In a presentation made to the Planning Commission for 12th five year plan starting from 2011-12, the ministry complained that although Rs 1.84 crore was allocated for elementary education in the 11th plan the final allocation was just Rs 1.44 crore, thereby hampering the implementation of the RTE.
The law provides for mandatory education to all children in the age group of 6-14 years of age. Under its flagship programme Sarva Siksha Abhiyan the ministry has been able to achieve over 95 % of enrollment at primary level the quality of education being delivered is still an issue of concern.
Anshu Vaish, secretary department of school education and literacy, told a panel’s sub-group highlighted the shortage of teachers as a major reason for not desirable levels of quality of education in schools.
R Chandramohan, advisor (education) in the ministry said over one million additional teachers have been deployed but there was very little amelioration in learning levels, reading and comprehension skills. "Wide gaps in quality of education in terms of schools by management, region and social and gender is a matter of concern," he said.
Vaish emphasized on a need for allocation of Rs 45,000 crore per year to bring all the schools under the ambit of SSA-RTE harmonization, which could be 65 % the Centre will pay to states under fund sharing mechanism.

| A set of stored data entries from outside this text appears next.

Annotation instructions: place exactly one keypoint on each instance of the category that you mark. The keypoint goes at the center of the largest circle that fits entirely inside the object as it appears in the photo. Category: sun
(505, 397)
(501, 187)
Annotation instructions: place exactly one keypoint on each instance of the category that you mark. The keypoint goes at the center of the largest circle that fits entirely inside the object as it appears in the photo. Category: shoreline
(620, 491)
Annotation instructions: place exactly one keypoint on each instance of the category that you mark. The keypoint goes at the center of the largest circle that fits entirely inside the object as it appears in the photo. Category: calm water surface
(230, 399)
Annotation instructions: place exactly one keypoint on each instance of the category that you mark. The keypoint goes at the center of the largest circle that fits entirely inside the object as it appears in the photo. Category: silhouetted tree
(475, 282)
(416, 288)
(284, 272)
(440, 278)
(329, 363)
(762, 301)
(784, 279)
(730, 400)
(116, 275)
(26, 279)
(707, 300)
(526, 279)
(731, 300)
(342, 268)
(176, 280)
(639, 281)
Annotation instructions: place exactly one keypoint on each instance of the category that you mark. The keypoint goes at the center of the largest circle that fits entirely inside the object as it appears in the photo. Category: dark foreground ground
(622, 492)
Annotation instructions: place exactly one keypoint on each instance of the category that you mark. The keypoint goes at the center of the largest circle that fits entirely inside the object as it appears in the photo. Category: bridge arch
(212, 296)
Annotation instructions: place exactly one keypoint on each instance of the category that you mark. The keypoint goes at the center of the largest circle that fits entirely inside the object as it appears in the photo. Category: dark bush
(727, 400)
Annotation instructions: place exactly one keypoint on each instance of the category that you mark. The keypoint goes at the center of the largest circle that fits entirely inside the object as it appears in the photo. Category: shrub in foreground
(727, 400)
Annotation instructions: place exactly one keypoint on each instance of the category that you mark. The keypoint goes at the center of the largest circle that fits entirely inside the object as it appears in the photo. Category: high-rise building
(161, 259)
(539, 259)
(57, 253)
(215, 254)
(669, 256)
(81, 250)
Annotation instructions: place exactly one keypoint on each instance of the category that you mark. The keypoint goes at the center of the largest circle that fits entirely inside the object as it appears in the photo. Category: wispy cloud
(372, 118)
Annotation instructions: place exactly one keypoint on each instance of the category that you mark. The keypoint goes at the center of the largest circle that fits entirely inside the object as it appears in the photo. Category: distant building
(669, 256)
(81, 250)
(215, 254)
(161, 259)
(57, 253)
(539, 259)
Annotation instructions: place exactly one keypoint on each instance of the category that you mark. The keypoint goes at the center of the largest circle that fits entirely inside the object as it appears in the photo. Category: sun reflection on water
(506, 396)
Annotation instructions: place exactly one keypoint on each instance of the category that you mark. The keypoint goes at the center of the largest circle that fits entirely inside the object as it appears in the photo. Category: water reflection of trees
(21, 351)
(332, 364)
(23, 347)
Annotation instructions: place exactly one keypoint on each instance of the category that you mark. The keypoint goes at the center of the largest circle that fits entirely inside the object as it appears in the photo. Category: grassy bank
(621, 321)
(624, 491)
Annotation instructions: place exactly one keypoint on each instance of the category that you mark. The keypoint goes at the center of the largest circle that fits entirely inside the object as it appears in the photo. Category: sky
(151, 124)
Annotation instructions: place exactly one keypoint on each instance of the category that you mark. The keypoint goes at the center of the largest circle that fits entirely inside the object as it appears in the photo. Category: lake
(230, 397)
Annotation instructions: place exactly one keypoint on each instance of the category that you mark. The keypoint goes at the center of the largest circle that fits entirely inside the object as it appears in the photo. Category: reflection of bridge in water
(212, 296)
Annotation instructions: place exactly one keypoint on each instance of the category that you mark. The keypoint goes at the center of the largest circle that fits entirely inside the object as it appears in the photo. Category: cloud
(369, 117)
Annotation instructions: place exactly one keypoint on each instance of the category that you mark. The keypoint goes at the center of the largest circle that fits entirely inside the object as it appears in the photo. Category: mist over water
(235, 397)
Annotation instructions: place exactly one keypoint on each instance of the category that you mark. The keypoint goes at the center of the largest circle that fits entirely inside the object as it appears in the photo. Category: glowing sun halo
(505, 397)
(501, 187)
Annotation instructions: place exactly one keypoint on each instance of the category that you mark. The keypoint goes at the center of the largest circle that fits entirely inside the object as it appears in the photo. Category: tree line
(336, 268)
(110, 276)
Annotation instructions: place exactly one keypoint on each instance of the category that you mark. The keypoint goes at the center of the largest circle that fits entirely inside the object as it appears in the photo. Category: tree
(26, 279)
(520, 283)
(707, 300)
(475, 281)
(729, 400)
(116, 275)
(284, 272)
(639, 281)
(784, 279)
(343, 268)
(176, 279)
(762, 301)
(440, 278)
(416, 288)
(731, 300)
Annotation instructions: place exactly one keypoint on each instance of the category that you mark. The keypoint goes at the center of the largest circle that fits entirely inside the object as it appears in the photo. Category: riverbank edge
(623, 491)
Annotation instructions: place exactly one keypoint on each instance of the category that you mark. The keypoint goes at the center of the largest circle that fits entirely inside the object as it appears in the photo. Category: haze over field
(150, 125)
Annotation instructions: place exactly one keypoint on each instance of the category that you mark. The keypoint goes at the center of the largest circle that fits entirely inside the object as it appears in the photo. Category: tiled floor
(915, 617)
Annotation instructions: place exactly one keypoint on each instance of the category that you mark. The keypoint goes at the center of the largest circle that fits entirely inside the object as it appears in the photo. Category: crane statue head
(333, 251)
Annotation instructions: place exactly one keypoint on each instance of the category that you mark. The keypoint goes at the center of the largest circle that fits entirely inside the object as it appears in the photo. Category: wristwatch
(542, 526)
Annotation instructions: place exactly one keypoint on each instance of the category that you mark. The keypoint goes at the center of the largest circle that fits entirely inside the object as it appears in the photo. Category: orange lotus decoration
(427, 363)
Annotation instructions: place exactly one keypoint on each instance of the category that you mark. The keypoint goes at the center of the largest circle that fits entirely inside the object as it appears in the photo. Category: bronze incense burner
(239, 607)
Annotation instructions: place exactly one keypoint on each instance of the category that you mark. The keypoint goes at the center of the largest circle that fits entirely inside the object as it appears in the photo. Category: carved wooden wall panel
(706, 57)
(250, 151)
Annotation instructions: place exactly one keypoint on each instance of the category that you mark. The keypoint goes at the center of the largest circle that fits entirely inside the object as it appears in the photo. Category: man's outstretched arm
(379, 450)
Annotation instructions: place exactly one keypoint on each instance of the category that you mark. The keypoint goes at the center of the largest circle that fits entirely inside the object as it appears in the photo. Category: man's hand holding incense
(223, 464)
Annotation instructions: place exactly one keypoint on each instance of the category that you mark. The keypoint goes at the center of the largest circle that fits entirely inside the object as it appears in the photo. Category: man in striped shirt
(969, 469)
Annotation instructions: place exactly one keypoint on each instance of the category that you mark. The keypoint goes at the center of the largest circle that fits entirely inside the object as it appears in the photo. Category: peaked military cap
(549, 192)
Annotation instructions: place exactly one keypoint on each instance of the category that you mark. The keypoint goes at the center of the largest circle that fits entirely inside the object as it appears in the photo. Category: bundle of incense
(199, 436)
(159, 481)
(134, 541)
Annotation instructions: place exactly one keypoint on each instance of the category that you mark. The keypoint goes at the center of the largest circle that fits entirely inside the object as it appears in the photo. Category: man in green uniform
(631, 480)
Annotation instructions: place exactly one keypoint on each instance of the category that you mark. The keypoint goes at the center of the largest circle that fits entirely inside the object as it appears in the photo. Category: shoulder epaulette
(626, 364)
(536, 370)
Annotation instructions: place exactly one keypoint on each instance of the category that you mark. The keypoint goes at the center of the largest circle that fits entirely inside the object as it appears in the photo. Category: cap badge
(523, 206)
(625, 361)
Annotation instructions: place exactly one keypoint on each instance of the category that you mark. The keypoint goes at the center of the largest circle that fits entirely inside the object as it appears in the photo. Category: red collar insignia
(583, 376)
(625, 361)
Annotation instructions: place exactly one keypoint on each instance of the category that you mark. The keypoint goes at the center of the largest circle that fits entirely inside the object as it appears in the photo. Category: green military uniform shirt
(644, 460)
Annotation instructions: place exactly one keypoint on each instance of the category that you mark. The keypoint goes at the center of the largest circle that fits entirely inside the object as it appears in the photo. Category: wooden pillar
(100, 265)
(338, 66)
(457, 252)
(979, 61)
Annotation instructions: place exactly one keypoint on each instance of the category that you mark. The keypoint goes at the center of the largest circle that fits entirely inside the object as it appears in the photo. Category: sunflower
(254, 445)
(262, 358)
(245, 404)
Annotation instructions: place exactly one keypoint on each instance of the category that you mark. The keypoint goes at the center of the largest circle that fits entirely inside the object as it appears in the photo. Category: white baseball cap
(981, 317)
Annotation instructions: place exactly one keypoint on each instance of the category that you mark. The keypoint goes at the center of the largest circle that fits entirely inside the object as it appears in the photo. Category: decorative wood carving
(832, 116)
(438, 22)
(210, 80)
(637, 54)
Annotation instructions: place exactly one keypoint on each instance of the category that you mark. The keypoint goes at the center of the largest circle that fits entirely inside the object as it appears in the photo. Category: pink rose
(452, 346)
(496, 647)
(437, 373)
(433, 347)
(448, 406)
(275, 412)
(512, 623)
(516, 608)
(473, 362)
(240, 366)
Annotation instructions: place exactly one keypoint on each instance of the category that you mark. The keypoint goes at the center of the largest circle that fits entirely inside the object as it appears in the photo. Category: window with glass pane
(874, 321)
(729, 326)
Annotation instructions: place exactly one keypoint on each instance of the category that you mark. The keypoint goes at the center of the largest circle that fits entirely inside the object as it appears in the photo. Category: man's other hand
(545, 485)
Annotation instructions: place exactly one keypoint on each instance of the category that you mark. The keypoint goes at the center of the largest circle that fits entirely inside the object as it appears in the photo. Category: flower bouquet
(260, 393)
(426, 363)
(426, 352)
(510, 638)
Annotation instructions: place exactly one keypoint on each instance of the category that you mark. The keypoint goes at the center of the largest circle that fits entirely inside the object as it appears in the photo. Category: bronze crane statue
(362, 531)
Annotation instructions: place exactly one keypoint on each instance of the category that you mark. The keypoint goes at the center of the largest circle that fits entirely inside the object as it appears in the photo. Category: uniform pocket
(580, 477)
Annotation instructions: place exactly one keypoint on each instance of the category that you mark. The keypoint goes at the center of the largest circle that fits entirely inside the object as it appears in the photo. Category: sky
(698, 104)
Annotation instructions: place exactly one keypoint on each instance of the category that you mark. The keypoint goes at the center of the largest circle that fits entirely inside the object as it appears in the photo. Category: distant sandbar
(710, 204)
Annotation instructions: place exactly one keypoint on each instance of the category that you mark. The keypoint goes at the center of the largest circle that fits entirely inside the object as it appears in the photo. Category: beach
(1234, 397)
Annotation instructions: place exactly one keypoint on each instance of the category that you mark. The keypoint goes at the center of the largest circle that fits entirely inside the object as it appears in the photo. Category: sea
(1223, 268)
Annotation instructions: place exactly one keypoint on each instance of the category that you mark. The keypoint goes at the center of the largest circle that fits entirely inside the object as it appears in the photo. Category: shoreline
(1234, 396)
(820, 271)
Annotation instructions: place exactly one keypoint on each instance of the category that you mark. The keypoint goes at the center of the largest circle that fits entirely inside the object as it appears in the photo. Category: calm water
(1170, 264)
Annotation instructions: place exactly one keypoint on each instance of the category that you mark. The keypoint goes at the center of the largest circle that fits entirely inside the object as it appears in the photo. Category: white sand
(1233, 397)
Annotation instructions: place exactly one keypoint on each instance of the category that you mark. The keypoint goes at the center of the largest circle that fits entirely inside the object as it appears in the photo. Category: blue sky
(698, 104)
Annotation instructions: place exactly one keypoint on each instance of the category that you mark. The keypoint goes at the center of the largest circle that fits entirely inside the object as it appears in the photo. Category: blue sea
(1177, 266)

The ministry, however, wants differential funding pattern for educationally backward states such as Bihar, West Bengal and Uttar Pradesh to bring out of school children into the education fold.
Having an open school even for elementary education was an alternative suggested by National Institute of Open Schools (NIOS) to provide education to out of school. The NIOS provides open schooling only at secondary and higher secondary levels.